You should also seek medical advice if you have over 100 lesions, if any lesions affect your eyes or if you develop a cough or breathing problems.

If you need to speak a member of the team about your symptoms please give us a call on 07584 640 235.

  • Monday 9am-4pm
  • Tuesday 9am-4pm
  • Wednesday 1pm-4pm
  • Thursday 9am-4pm
  • Friday 9am-4pm

Please contact Chelsea and Westminster on Sat and Sun 9am–9pm on 07805 813 558.

Outside these hours, please call 111 or 999 in an emergency, let the team know about your suspected Mpox infection.


If you have to travel (eg hospital appointment) it is best to walk, cycle or use your own car. If you have to use public transport, you should cover any lesions, wear a mask and travel at quieter times.


Mpox is thought to come from rodents (mice, rats etc) originally. As the infection can pass between species, you should avoid close contact with pets. Don’t let them sleep in the bed with you.


You should avoid all skin to skin contact with other people until the lesions have healed. It is recommended that people use condoms for eight weeks after their last spot has healed.

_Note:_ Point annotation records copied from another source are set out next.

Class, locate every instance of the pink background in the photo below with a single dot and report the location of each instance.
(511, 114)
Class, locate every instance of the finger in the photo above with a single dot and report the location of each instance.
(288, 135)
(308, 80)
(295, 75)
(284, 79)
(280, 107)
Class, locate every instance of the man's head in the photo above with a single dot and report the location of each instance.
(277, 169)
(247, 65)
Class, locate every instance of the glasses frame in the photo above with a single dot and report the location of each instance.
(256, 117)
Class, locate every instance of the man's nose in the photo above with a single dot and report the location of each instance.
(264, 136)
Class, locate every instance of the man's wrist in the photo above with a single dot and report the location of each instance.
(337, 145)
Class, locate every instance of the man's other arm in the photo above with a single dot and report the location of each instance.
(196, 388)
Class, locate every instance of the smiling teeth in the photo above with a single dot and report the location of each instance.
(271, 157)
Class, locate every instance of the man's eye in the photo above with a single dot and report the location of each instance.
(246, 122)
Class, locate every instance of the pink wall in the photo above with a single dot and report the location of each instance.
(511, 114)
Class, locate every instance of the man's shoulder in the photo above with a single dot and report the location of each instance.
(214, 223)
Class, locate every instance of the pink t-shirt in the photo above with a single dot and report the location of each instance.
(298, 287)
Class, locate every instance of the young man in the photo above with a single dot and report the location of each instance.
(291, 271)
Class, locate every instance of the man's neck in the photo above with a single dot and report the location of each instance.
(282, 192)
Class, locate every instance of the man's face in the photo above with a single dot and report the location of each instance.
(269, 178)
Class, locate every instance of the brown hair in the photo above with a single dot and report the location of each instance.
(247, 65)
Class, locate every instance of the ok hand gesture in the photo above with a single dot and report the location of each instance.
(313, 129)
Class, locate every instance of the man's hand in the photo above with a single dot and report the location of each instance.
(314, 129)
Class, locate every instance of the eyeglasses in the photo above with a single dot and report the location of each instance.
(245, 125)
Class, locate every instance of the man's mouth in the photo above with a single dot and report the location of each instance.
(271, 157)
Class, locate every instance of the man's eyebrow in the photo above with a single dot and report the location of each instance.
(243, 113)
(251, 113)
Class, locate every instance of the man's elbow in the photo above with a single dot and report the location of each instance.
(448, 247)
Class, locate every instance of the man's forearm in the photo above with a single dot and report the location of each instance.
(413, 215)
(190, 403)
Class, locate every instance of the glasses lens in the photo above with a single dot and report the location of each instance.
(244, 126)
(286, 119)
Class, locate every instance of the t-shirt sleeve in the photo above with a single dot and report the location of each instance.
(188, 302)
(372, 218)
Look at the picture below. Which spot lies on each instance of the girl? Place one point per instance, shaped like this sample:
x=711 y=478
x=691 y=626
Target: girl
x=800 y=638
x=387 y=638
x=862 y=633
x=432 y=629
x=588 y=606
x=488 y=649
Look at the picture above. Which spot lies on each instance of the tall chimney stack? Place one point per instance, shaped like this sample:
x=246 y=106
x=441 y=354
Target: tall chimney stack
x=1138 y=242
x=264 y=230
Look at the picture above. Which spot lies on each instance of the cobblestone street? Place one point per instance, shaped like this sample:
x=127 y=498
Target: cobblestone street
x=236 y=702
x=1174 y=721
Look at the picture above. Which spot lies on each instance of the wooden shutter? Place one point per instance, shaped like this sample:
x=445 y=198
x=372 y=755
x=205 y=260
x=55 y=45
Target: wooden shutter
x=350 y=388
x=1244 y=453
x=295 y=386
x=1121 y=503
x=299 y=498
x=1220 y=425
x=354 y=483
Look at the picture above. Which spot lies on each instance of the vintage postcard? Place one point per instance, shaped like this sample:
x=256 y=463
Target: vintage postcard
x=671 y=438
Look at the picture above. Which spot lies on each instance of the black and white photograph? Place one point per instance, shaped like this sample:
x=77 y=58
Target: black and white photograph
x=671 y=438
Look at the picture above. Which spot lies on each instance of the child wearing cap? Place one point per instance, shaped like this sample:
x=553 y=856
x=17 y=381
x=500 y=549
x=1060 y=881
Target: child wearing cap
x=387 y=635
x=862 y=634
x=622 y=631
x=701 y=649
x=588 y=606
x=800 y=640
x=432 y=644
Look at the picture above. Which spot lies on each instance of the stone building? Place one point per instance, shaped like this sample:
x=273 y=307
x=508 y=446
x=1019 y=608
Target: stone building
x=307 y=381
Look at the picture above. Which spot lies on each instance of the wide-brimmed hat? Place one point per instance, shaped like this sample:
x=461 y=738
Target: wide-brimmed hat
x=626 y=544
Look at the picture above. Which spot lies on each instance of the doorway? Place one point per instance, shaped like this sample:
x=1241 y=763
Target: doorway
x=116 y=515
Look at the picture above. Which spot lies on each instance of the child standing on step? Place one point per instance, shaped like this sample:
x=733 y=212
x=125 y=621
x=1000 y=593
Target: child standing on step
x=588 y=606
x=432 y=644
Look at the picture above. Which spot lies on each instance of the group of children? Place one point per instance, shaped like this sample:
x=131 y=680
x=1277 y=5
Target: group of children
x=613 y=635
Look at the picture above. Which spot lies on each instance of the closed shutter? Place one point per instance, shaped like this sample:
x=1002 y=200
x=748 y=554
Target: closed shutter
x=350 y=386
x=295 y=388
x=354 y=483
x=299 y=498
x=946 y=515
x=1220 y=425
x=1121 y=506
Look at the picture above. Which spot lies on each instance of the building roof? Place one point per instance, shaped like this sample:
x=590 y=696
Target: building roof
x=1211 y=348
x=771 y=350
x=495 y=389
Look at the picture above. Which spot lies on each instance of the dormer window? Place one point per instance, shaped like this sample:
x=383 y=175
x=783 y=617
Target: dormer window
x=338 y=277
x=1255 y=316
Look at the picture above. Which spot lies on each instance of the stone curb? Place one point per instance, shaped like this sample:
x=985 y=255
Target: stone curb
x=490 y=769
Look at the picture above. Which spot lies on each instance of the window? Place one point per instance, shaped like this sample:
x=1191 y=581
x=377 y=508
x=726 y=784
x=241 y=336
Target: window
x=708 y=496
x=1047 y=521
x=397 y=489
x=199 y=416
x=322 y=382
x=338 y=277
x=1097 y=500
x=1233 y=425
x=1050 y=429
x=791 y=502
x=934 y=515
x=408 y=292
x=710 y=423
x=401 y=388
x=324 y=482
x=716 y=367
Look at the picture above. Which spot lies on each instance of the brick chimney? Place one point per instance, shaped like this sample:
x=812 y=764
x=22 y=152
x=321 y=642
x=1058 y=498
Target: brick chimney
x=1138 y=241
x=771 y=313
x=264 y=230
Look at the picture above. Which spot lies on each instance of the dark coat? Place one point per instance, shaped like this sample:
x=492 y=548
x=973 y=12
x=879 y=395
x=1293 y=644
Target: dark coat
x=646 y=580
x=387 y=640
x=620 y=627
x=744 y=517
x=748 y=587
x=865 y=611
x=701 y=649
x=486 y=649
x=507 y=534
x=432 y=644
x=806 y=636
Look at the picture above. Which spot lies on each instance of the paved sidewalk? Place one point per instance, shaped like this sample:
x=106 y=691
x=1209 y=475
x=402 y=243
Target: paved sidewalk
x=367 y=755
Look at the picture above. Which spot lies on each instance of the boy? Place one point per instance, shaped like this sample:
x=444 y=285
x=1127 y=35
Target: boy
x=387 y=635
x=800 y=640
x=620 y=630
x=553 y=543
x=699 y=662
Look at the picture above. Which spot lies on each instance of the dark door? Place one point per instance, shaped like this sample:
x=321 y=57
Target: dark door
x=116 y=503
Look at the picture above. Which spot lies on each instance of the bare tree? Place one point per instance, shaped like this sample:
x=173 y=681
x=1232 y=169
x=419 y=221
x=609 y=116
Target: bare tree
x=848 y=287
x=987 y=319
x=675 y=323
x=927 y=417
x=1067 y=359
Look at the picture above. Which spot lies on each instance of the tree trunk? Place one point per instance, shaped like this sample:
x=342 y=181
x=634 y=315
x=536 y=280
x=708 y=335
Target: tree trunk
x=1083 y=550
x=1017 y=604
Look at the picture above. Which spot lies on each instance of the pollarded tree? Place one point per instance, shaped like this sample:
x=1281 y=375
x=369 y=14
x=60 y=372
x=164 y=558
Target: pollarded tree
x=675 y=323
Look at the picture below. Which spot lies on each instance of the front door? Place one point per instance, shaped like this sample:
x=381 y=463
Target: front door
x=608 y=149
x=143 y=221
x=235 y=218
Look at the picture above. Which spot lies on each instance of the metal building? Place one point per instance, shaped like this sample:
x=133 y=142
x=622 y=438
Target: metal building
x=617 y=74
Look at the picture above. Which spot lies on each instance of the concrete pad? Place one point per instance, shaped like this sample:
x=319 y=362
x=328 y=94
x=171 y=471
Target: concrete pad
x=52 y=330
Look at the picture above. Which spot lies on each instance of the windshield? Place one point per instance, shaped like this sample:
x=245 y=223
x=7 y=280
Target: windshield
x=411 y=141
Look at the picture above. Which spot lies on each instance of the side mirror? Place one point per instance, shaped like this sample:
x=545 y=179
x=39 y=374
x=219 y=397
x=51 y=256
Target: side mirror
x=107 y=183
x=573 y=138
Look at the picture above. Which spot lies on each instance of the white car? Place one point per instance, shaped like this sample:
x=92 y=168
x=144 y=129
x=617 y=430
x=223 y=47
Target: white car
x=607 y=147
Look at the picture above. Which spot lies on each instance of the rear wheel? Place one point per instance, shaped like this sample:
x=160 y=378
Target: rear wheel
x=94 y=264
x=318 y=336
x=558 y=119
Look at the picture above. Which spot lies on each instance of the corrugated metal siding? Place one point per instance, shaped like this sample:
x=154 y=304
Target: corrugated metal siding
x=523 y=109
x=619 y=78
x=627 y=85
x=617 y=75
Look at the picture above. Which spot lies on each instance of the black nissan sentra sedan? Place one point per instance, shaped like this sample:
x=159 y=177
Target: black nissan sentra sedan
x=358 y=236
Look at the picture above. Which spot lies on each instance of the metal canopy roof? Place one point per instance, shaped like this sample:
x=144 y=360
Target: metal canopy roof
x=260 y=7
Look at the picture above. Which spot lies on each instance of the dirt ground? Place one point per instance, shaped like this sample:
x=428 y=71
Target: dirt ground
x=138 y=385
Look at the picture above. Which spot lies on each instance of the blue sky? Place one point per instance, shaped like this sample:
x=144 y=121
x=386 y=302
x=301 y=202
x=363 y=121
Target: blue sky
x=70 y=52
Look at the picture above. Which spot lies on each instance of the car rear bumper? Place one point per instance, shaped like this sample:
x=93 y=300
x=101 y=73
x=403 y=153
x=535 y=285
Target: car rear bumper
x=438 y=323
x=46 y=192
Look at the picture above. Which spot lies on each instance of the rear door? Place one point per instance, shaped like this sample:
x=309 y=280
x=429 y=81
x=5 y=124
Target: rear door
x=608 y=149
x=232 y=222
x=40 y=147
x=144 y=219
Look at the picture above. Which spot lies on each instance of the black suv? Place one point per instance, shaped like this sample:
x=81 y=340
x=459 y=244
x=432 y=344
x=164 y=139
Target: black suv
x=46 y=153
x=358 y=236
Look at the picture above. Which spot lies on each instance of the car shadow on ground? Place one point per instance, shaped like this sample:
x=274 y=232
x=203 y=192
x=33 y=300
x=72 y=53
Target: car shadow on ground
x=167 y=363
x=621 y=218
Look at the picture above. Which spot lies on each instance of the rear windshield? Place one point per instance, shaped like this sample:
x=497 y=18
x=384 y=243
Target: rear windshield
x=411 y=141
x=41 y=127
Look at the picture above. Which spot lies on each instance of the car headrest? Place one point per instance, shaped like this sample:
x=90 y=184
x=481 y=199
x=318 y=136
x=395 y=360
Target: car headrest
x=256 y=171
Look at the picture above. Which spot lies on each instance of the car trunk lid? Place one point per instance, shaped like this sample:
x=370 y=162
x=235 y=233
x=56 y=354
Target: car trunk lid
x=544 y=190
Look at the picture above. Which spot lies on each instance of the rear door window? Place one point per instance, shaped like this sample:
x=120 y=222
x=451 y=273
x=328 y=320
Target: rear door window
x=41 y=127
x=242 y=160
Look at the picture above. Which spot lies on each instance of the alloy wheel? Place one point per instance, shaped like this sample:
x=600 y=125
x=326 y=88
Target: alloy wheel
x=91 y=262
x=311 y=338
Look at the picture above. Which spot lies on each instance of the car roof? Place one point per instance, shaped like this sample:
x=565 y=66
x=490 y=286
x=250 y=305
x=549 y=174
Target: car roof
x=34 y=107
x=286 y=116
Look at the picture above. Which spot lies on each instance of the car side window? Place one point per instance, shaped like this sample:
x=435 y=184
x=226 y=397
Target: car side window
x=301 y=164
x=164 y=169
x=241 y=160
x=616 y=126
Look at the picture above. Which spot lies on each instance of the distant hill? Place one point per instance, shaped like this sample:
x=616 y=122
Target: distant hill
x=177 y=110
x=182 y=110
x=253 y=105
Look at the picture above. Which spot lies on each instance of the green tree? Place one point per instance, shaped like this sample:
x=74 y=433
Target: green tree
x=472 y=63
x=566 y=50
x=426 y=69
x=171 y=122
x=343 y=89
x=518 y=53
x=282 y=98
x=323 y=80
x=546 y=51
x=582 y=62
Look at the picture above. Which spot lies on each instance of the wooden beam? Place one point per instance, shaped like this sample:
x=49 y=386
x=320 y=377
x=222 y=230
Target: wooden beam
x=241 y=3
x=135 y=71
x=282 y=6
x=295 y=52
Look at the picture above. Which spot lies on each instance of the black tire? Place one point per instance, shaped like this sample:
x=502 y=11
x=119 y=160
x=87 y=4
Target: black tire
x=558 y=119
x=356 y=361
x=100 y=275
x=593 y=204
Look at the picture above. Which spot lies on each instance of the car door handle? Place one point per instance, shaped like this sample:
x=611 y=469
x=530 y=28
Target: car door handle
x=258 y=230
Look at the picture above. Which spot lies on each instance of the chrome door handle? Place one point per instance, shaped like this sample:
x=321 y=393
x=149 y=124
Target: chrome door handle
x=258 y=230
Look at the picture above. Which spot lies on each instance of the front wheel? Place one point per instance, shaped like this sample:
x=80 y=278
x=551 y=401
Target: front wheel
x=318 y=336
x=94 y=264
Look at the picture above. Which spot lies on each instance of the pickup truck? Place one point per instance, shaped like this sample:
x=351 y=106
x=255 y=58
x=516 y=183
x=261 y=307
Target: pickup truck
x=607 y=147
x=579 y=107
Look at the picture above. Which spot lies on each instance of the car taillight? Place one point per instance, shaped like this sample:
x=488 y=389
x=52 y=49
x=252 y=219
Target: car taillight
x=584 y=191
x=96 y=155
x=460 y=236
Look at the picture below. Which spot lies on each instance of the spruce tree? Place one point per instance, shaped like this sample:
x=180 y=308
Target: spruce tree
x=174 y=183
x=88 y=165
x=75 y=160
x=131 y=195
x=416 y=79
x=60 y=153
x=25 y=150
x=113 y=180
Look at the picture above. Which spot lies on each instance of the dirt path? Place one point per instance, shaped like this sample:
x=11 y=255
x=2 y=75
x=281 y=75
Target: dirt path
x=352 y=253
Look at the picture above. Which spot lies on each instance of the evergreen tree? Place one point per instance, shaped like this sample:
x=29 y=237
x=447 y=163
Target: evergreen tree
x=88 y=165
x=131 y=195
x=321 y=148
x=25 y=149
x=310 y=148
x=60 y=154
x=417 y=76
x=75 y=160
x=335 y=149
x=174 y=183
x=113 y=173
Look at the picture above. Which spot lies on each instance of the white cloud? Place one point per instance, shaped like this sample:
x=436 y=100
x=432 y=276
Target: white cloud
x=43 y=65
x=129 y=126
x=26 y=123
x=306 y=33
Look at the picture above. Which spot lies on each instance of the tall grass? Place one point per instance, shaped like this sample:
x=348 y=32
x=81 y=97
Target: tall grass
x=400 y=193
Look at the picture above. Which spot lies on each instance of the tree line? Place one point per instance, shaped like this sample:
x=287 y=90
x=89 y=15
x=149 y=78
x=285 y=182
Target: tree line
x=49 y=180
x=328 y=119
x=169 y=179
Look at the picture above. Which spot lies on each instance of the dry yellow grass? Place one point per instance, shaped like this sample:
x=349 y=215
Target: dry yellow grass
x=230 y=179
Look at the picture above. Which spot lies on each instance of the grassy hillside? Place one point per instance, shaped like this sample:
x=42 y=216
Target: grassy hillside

When can I stop isolating?

You can stop isolating at home when:

  • You have not had a fever for at least 72 hours
  • You have had no new lesions for 48 hours
  • No lesions affect your mouth/eyes
  • All lesions on exposed areas have healed (face/hands etc)
  • Any other lesions have crusted over and can be covered with clothes

Continue to avoid pregnant people/children/immunosuppressed until all lesions are healed.

Public health will contact you

The smallpox vaccine provides some protection to people who have already been exposed to Mpox. Your local public health department will call to see if the vaccine should be offered to any of your recent contacts.